= Rascas de Bagarris =

Pierre-Antoine Rascas, sieur de Bagarris et du Bourguet (15 February 1569 – 14 April 1620), was an advocate at the Parlement of Aix-en-Provence, and a founder of the science of historical numismatics. de Bagarris was one of the most notable antiquaries of his time.

==Biography==
Rascas was born and died in Aix-en-Provence. Henri IV recognized his value, and placed him in charge of the royal collection of medals and antiquities kept at Fontainebleau, which formed one of the nuclei of the royal Cabinet des Médailles, now a department of the Bibliothèque nationale de France. Rascas de Bagarris, as he is known, augmented the royal collection from his own. He had the idea of assembling a collection of antique coins that would form an illustrated gallery of the sovereigns of Classical antiquity, as an informative work of curiosity. In 1611 he advised Henri IV to renew the tradition of Antiquity by issuing fine medals to celebrate public and private events of his reign, a propaganda program that was adopted with some consistency by Louis XIV. His request of 10 January 1613, when he was the intendant des Médailles et Antiques du roy, for permission to make coin-medals (monnaies-médailles) of copper to the nominal value of six deniers was forwarded to the Cour des Monnaies. A similar request was dated 30 January 1616. Rascas de Bagarris had broader responsibilities: he drew up the earliest surviving inventory of the royal collection of paintings, ca 1625.

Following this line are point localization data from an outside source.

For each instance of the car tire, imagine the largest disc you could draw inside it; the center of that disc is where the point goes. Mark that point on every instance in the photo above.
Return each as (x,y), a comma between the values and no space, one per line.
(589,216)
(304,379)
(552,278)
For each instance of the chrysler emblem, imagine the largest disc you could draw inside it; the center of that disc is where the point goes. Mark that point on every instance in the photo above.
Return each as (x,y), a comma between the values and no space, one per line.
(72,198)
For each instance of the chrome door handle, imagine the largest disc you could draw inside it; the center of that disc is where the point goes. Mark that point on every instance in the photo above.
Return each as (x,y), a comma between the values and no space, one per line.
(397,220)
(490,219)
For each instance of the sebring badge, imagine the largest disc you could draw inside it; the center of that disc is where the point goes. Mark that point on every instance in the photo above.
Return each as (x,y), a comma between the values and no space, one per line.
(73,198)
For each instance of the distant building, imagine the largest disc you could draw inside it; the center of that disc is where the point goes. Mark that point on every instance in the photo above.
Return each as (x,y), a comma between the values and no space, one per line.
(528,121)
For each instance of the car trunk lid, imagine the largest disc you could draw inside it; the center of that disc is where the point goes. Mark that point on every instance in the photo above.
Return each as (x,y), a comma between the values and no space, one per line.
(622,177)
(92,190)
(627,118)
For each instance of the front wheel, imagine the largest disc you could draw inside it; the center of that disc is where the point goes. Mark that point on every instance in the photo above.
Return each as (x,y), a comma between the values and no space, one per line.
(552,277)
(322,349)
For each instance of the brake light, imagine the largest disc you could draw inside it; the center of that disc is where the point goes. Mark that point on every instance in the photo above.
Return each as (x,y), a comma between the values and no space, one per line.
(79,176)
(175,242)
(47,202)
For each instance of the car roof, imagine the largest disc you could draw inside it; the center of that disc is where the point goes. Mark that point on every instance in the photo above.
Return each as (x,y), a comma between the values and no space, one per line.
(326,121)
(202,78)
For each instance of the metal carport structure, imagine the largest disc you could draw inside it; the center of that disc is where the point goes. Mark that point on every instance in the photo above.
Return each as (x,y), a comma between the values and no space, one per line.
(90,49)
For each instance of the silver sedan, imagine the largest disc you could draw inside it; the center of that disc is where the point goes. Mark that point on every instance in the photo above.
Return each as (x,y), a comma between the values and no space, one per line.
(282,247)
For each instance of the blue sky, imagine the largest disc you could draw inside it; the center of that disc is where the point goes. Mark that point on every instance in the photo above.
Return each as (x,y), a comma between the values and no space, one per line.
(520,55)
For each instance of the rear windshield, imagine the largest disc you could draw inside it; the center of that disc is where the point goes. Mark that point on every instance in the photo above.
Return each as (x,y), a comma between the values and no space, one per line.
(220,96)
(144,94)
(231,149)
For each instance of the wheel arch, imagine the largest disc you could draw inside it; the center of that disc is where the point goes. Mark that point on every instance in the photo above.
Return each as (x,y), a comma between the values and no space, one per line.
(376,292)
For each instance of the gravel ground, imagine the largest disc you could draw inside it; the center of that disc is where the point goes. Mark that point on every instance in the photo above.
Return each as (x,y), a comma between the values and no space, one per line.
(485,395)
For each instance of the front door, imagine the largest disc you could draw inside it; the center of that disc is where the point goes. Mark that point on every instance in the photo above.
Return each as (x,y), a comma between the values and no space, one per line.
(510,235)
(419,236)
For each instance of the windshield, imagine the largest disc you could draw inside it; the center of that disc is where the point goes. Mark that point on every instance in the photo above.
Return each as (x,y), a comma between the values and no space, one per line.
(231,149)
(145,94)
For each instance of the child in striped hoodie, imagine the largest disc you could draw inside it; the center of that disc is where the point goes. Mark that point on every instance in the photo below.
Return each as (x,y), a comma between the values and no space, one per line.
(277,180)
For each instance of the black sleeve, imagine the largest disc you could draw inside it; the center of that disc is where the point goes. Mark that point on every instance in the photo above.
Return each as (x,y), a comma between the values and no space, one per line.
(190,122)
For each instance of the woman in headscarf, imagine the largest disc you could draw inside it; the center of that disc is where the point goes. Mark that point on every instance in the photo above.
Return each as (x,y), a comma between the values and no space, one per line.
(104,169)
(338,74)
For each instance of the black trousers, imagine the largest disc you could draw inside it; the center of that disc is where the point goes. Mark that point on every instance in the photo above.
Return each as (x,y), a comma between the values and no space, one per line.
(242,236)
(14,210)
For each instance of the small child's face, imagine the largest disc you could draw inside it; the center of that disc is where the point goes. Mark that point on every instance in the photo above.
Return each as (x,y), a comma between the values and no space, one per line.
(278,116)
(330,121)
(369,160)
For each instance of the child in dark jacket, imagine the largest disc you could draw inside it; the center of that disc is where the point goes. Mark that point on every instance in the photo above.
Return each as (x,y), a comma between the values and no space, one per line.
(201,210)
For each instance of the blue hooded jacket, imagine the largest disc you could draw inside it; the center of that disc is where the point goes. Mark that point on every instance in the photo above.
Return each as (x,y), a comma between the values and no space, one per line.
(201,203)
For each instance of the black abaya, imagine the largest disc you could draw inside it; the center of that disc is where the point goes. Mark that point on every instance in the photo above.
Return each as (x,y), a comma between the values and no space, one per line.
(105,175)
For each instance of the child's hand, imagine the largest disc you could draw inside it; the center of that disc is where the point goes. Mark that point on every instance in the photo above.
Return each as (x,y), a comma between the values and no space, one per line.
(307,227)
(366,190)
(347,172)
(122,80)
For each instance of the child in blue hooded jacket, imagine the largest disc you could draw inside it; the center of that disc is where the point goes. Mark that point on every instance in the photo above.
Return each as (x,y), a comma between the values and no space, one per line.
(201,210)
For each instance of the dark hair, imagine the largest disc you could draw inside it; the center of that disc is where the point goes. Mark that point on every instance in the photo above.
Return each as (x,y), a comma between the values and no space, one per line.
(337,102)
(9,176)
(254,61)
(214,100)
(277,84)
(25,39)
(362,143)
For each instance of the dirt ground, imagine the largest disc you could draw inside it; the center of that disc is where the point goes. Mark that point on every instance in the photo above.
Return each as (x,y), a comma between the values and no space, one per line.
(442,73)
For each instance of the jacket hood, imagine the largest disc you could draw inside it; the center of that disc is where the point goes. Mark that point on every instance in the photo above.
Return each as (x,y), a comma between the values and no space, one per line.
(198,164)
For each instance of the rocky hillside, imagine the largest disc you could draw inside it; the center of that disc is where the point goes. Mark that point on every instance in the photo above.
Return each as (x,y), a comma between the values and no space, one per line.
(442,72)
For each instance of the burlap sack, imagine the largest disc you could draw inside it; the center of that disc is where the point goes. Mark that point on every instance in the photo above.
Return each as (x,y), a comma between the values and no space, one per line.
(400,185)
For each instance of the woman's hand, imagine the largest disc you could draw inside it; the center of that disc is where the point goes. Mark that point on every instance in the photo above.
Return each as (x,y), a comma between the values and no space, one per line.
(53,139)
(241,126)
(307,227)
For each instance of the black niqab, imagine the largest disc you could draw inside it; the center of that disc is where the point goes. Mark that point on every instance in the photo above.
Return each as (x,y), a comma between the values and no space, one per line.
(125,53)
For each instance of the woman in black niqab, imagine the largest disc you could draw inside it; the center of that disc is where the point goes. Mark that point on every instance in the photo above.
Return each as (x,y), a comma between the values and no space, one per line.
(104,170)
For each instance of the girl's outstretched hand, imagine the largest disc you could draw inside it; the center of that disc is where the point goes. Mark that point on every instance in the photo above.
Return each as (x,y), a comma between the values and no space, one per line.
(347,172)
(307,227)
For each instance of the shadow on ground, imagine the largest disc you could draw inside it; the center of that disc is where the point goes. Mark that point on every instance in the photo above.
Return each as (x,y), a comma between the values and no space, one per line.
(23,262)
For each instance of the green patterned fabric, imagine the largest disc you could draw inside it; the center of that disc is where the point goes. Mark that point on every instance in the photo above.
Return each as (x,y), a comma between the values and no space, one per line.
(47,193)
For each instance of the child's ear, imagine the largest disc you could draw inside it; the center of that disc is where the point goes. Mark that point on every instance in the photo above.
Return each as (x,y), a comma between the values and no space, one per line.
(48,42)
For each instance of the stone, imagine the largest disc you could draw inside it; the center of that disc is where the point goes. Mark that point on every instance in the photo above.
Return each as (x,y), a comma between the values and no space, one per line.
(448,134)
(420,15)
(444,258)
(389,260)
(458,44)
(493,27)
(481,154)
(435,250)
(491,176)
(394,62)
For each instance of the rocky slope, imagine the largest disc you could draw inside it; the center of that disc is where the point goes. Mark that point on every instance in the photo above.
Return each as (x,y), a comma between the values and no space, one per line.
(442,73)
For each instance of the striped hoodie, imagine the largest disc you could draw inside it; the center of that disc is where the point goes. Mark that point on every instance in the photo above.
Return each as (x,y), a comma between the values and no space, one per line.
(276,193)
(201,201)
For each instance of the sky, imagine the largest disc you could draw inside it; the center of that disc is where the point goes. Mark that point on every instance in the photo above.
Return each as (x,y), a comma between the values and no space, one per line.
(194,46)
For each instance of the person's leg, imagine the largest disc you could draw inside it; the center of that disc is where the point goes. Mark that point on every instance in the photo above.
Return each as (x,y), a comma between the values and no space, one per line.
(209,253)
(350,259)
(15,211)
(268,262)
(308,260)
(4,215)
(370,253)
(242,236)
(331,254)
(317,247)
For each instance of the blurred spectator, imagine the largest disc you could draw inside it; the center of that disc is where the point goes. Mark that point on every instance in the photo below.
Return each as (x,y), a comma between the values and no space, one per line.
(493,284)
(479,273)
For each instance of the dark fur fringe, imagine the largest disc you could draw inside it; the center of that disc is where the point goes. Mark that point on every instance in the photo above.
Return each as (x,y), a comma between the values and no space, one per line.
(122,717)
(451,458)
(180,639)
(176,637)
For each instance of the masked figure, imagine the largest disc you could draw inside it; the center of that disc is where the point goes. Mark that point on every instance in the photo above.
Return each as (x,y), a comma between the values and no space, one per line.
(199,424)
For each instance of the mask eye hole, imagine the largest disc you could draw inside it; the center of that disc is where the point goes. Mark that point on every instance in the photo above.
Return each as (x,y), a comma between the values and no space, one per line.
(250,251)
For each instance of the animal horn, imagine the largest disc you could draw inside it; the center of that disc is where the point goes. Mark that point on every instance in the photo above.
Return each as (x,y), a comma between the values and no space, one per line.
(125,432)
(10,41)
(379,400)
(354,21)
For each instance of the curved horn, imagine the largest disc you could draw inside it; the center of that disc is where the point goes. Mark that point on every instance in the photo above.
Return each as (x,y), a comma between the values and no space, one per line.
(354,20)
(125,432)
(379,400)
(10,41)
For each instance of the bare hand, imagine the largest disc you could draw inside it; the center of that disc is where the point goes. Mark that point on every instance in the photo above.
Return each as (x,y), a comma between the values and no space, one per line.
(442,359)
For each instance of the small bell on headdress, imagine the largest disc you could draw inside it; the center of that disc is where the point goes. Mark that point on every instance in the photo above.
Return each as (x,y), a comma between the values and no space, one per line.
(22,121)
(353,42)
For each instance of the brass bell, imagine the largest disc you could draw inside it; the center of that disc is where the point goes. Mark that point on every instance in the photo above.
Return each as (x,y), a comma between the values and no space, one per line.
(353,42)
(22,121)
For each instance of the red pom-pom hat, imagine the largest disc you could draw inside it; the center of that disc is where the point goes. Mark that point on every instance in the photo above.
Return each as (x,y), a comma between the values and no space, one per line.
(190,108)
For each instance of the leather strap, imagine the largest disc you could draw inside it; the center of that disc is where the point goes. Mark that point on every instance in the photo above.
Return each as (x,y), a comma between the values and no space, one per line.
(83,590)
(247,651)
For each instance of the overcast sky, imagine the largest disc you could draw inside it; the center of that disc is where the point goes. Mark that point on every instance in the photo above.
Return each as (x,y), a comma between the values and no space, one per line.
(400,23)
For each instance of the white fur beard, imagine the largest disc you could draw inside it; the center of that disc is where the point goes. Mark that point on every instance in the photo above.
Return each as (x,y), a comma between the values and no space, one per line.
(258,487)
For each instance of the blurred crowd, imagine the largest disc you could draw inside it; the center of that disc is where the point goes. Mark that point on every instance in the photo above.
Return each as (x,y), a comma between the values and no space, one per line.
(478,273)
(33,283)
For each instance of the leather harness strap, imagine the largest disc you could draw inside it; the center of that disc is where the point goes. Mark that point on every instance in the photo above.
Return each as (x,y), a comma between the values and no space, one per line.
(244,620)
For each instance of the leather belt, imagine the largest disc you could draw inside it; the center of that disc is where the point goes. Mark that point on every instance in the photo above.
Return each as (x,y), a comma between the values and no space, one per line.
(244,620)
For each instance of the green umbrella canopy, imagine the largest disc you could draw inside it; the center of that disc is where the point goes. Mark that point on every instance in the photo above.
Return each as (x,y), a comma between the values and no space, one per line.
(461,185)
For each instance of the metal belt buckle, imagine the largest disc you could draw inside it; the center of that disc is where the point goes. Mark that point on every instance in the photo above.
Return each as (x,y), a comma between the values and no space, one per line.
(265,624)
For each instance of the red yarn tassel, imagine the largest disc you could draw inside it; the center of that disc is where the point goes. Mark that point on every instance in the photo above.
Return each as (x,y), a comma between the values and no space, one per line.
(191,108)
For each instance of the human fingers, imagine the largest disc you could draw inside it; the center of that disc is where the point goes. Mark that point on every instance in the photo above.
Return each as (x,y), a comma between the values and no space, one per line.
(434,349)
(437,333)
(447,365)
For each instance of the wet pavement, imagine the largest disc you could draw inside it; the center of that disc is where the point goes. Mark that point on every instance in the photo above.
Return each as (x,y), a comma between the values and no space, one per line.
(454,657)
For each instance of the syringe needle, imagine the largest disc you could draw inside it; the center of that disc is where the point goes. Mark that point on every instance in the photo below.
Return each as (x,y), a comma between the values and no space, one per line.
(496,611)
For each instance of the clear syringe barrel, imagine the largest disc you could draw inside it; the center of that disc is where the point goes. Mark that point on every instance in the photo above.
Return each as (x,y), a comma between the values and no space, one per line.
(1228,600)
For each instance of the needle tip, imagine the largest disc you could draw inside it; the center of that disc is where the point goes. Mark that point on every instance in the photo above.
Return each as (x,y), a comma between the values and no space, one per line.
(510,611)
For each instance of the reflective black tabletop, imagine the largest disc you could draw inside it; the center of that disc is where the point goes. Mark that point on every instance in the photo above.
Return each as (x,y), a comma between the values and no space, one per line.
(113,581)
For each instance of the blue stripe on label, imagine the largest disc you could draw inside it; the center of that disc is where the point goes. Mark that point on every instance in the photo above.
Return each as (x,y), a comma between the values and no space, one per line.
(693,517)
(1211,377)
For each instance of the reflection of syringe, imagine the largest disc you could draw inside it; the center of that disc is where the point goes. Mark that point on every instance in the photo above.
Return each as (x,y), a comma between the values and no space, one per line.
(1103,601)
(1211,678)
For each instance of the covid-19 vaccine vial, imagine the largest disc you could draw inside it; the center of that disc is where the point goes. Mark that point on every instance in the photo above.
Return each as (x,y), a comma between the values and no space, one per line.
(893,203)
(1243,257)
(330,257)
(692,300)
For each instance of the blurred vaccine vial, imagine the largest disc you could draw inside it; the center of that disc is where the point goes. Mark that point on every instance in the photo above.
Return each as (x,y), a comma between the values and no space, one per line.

After the assassination of Henry, Rascas de Bagarris returned to Aix with the honorific title of conseiller du roi, intendant des mers atlantiques ("King's counsellor, superintendent of the Atlantic seas"). He served as primicier of the University of Aix.

His protégé Nicolas-Claude Fabri de Peiresc, likewise attached to the Parlement of Aix, received from Rascas de Bagarris his training in the connoisseurship of antiquities and of coins and medals. (Alphéran)

==Sources==
- François Roux-Alphéran, Les Rues d'Aix (1846): "Louis de Vendôme et la Belle du Canet"
- Michaud, Biographie universelle XXXVII "Rascas"
- Pierre Gassendi, The Mirrour of True Nobility and Gentility: William Rand, translated for John Evelyn. Biography of Peiresc: see under year 1597.